12 For even man knoweth not his time; as fish that are taken hold of by an evil net, and as birds that are taken hold of by a snare, like these [are] the sons of man snared at an evil time, when it falleth upon them suddenly.
Dahası insan kendi vaktini bilmez: Balığın acımasız ağa, kuşun kapana düştüğü gibi, İnsanlar da üzerlerine ansızın çöken kötü zamana yakalanırlar.
13 This also I have seen: wisdom under the sun, and it is great to me.

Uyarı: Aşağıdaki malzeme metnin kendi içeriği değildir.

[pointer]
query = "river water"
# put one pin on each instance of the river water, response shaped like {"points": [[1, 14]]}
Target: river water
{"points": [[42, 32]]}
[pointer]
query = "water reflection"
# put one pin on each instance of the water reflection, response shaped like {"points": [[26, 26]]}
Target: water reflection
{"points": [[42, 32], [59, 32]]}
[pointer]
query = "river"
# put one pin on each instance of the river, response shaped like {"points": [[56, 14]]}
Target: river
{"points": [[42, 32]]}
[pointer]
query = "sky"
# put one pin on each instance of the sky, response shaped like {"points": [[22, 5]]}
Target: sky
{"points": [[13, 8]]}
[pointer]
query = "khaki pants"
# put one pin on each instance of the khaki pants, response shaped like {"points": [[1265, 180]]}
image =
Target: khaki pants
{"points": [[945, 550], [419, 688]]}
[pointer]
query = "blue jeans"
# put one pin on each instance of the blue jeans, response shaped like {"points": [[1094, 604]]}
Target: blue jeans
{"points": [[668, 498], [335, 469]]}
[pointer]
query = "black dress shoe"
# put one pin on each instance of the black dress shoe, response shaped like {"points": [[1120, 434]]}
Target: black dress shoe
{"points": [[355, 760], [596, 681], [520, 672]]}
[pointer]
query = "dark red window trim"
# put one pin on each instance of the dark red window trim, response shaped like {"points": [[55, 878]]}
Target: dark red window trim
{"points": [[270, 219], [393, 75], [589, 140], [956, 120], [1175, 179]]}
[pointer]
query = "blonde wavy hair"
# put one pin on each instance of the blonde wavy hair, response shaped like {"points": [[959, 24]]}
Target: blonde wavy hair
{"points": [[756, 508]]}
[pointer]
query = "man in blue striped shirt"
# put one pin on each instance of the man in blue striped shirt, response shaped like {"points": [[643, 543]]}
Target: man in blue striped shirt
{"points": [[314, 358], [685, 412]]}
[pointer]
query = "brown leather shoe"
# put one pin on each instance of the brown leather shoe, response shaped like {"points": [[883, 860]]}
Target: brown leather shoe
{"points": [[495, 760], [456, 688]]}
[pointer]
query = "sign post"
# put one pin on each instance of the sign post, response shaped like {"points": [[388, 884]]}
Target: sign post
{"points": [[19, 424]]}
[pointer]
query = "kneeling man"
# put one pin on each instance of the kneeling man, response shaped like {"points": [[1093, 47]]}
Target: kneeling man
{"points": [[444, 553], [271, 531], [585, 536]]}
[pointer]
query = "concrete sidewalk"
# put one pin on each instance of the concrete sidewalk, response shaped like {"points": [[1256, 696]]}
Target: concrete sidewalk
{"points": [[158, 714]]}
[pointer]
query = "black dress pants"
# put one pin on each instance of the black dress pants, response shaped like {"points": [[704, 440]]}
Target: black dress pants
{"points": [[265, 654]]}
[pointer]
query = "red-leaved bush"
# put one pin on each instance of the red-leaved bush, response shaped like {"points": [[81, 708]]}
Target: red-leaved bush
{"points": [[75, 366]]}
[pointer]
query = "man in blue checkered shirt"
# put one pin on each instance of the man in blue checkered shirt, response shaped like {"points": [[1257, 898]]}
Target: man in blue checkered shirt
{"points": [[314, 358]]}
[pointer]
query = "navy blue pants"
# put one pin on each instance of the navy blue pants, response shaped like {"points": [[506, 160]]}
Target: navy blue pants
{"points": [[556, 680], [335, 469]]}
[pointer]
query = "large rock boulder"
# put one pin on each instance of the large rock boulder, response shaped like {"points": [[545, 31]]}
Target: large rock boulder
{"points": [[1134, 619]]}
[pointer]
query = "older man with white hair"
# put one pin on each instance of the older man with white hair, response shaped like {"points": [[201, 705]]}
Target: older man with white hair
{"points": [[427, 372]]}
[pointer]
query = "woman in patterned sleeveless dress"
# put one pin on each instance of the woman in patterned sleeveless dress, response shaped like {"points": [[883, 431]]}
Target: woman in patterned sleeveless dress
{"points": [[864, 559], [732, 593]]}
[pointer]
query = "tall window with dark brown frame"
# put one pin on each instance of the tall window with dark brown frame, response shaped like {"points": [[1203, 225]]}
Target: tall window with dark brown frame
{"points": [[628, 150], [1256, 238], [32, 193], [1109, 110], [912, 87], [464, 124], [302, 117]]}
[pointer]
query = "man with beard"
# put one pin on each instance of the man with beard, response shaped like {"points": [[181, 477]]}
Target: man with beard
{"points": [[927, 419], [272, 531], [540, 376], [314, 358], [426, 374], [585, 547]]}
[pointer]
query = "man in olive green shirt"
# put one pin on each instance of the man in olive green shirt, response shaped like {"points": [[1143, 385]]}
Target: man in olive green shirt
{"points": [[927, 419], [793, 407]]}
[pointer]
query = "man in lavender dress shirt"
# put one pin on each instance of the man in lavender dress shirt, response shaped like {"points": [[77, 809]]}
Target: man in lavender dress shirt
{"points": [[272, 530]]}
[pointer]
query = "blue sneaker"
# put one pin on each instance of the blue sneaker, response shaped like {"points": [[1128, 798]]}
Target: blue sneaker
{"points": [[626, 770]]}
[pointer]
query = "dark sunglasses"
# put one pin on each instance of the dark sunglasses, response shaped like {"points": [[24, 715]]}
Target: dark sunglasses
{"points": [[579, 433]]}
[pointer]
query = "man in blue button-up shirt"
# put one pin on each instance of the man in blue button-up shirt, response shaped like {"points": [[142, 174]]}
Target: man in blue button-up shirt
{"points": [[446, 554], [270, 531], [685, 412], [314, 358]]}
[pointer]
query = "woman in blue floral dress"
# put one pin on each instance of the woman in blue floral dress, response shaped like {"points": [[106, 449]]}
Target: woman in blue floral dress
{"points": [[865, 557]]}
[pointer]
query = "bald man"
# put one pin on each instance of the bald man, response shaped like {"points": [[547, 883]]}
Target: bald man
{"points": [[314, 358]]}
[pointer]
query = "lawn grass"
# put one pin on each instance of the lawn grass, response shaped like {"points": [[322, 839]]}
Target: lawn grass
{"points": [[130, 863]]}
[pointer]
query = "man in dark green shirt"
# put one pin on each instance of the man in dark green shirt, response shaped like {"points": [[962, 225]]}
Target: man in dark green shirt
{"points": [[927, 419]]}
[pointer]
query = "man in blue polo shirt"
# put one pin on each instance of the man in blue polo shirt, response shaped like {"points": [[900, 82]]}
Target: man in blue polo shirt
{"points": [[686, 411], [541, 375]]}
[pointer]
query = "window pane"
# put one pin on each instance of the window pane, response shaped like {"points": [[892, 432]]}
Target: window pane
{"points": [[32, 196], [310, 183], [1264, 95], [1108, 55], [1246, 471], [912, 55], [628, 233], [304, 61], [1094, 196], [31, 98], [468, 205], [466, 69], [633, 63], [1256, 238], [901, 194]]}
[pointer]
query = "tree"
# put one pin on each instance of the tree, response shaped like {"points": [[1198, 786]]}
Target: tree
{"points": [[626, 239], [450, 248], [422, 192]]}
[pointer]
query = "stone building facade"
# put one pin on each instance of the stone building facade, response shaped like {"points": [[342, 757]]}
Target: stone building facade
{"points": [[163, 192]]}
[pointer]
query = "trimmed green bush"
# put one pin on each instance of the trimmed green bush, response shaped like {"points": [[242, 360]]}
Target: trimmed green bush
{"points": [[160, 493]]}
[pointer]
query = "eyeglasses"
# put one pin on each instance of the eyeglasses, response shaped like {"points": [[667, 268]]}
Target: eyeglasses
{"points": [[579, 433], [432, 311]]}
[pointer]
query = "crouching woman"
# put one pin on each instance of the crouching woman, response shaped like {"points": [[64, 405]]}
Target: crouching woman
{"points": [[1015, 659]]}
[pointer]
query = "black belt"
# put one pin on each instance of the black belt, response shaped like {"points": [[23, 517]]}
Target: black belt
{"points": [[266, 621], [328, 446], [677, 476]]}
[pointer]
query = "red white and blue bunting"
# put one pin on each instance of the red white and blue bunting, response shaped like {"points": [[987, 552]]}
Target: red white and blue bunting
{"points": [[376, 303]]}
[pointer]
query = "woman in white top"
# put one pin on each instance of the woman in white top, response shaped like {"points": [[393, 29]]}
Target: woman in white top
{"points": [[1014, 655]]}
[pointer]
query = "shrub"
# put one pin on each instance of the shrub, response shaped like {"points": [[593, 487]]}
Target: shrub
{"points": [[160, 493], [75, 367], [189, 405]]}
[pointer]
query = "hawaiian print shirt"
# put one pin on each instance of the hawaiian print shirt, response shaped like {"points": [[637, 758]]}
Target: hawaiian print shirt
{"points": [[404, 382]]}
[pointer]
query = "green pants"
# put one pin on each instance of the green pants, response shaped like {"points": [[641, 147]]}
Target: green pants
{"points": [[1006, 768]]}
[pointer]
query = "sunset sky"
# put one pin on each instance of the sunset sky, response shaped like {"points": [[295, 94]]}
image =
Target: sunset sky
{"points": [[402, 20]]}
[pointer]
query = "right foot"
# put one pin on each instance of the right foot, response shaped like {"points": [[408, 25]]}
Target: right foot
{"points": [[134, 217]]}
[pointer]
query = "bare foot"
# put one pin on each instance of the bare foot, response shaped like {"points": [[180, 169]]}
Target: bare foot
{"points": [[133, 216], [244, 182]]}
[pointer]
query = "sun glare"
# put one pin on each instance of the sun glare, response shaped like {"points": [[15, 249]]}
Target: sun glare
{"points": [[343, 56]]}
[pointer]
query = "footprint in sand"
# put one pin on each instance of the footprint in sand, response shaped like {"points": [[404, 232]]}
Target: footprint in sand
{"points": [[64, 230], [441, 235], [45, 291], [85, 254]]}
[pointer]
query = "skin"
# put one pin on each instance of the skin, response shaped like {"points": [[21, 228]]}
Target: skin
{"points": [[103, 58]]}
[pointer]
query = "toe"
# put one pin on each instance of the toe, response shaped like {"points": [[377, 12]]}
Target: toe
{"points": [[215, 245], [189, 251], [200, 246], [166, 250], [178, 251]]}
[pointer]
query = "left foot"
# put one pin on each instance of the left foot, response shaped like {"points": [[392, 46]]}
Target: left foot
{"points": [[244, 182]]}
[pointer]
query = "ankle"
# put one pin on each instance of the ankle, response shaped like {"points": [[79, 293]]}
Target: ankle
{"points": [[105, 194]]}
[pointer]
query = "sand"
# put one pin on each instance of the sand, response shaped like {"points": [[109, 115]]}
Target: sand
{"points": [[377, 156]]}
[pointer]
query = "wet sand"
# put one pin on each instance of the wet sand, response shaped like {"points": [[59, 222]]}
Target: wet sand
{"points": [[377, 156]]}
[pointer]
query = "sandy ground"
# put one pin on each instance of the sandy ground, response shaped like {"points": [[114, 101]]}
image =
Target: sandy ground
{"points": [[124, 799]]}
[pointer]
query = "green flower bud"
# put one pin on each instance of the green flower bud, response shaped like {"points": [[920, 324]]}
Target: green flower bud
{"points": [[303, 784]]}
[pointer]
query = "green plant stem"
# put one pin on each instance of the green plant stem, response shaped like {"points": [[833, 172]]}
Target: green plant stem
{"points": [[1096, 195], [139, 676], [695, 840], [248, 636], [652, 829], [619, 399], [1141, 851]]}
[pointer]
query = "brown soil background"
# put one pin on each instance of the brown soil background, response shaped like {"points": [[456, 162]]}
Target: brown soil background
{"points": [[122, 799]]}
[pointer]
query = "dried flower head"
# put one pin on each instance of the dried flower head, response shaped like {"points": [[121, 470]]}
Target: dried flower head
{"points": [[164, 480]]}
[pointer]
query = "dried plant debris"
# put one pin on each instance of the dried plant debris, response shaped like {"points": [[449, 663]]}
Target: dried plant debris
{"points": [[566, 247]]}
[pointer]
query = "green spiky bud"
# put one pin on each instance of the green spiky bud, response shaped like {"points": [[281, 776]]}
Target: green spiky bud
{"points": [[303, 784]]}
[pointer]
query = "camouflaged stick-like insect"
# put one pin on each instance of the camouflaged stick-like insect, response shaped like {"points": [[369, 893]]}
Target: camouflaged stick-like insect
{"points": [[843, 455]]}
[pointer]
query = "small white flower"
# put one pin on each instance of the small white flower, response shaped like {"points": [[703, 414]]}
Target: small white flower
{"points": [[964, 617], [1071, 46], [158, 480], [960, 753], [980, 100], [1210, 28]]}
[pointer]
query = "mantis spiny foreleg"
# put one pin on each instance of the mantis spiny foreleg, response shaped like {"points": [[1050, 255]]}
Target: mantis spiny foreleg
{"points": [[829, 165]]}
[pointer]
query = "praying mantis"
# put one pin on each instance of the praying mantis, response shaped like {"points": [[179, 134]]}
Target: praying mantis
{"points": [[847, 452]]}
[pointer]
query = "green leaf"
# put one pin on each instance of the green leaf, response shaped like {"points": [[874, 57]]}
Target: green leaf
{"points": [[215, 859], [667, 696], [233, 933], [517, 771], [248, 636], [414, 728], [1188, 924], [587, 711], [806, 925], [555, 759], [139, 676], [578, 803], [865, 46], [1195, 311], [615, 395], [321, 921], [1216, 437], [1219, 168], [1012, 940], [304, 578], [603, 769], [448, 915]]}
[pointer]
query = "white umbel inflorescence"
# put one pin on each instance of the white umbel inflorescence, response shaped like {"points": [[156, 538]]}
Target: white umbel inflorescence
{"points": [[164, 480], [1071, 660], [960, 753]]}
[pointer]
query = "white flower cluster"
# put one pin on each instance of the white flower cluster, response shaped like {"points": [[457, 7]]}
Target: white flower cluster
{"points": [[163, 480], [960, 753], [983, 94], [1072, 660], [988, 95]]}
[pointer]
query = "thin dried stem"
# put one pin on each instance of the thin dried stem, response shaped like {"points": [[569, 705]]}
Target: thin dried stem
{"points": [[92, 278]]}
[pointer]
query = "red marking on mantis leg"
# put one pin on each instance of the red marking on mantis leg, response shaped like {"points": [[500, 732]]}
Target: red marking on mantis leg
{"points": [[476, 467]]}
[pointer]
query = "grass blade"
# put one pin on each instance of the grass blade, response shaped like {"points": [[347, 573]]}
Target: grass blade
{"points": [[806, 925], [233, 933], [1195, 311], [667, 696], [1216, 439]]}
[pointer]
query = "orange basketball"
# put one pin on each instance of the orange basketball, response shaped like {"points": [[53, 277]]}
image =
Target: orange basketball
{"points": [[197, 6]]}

Güneşin altında bilgelik olarak şunu da gördüm, beni çok etkiledi:
14 A little city, and few men in it, and a great king hath come unto it, and hath surrounded it, and hath built against it great bulwarks;
Çok az insanın yaşadığı küçük bir kent vardı. Güçlü bir kral saldırıp onu kuşattı. Karşısına büyük rampalar kurdu.
15 and there hath been found in it a poor wise man, and he hath delivered the city by his wisdom, and men have not remembered that poor man!
Kentte yoksul ama bilge bir adam vardı. Bilgeliğiyle kenti kurtardı. Ne var ki, kimse bu yoksul adamı anmadı.
16 And I said, 'Better [is] wisdom than might, and the wisdom of the poor is despised, and his words are not heard.' —
Bunun üzerine, “Bilgelik güçten iyidir” dedim, “Ne yazık ki, yoksul insanın bilgeliği küçümseniyor, söyledikleri dikkate alınmıyor.”
17 The words of the wise in quiet are heard, More than the cry of a ruler over fools.
Bilgenin sessizce söylediği sözler, Akılsızlar arasındaki önderin bağırışından iyidir.
18 Better [is] wisdom than weapons of conflict, And one sinner destroyeth much good!
Bilgelik silahtan iyidir, Ama bir deli çıkar, her şeyi berbat eder.